Tuesday, June 8, 2010

Healthy and Unhealthy Relationships

People want different things from a relationship. Some want to be in love, some want to a casual sexual relationship, some want romance, some want a provider, some want someone who they can be close to...a friend.

It takes time to find someone who wants the same as you. There are also pressures from friends and family about relationships and it can be hard to figure out what it is you actually want. Whether you are single and looking for love or are in a relationship it is important that you-

Take time and ask yourself;

* What I do want from a relationship?
* What do I want?
* What qualities do I like in person
* What are some of my qualities that will appeal to others?
* What don't I want and like?

A healthy relationship is based on respect

Respect is when you are treated fairly and they accept you for who you are and what you have to say.

A healthy relationship is when:

* You have fun together
* You can both be yourself
* You have a friendship, not just a physical relationship
* You can have different opinions and interests without being pressured to change your mind.
* You listen to each other
* You both compromise
* You know you can spend time with other people and not be together all the time


Is Jealously love?

Jealously at first may seem like passion, love or romance but when someone uses anger or jealously to try and control what you do then that is an act that they are trying to own you. This isn't love...it's control

Warning Signs of an abusive relationship

Any one of these things is enough to indicate that something isn't right whether you realise it or not... or maybe you know and you're dismissing it?

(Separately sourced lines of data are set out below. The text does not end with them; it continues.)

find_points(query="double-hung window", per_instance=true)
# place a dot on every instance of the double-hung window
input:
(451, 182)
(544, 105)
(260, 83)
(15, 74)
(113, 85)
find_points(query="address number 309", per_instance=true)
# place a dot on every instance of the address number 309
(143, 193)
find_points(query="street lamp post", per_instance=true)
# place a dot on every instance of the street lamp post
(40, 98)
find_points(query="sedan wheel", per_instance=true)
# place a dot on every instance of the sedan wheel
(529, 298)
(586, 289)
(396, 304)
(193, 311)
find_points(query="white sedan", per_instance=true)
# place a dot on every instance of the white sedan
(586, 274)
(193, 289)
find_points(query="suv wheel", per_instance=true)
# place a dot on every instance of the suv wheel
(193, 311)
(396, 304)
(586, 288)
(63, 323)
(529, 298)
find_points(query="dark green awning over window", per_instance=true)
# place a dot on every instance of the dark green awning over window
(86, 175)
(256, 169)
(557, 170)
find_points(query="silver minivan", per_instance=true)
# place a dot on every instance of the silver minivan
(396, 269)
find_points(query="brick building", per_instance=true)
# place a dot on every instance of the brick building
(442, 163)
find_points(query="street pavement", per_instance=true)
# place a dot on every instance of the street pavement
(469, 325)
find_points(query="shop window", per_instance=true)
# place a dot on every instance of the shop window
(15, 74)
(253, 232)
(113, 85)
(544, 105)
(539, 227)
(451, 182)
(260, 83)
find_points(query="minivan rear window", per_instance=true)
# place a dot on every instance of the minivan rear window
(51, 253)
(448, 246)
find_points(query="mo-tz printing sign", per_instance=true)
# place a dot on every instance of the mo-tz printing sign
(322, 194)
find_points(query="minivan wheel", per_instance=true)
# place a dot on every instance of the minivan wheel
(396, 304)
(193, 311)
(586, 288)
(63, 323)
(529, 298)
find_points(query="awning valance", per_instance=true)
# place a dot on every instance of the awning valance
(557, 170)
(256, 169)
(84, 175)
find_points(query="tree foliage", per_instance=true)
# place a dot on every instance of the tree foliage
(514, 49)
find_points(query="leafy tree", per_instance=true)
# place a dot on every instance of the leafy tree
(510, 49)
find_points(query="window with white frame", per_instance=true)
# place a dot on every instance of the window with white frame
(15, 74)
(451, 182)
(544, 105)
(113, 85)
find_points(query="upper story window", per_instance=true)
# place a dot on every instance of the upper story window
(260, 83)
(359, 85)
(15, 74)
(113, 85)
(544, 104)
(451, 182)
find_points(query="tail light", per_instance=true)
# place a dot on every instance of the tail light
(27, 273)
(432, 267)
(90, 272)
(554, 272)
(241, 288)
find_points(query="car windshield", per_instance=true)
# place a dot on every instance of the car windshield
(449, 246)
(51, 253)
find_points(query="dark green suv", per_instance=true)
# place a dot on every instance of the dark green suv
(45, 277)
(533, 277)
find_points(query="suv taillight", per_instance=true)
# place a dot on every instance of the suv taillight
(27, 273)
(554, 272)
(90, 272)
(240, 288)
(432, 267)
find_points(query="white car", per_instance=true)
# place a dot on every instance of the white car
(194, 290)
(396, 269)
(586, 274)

* Controls you- wants to know your every move and checks up on you and won't allow you to make decisions.

* Is jealous- is suspicious of you and you find yourself always watching what or when you say something in case it upsets them.

* Isolates you- Cuts you off from friends, family and even themselves.

* Lacks respect- puts you down, criticises you a lot and makes you feel bad about yourself.

* Is often angry- angers easily, yells and shouts; complains about other people; makes harsh judgements about others; becomes really annoyed with anyone who doesn't agree with them.

* Blames everybody else- Blames everything on other people and never admits or apologies for their mistakes.

* Pressures you- Pressures you to say or do things you don't want to do.

Often the word abuse or abusive is easily dismissed because we tend to think of it as domestic violence and sexual however abuse includes-

* Emotional
* Physical
* Sexual
* Financial
* Social

What to do?

Working out whether to stay with someone or break up with them will be the hardest decision you will have to make especially if you have children. Maybe you love them, you feel like you'd be nothing without them or lost without them. You'll have to start again. Maybe you feel trapped or scared of what they might do if you leave.

Talk to someone it will help you decide what to do, you don't have to go through this alone. Talk to a friend, family or a counsellor....but talk.

Safety

* Tell someone and ask for help you can not control their anger.
* Have a code word that you can use with a friend so if you're in danger you can let them know.
* Contact 000 (Australia) or the emergency number in your country
* Always have money available
* Apply for an AVO- Apprehended Violence Order.
* Contact a counselling service or a helpline.

Emergency- 000
Police- 131 444
Kids Helpline- 1800 551 800
Domestic Violence Line- 1800 67 14 42


Although you are scared of the unknown and you feel you are alone you are not there are people with you all the way.

4 comments:

Anonymous said...

Thanks, Renee.

This is a great article! This is very close to my heart and I'm thrilled that others are writing about it and raising awareness.

Bra Queen said...

Thank you! It's all about raising awareness and the more we let others know that we're by their side the better we will be. Great things are waiting for us just around the corner and everything is always OK :)

Kimee said...

Great article Ms Bra Queen. I like the fact that you suggest thinking about what you *don't* want in a relationships.

Often time people (mainly, women) are too focused on what they DO want, that they end up overlooking 'negative qualities' that lead to major problems in the past.

I wish I would have read this 5 years ago.

Bra Queen said...

Thanks Kimee!
I know I ask myself what I don't want in all areas of my life. I find it gives me clarity on what I do want. It also paints a clearer picture when you describe it to someone else.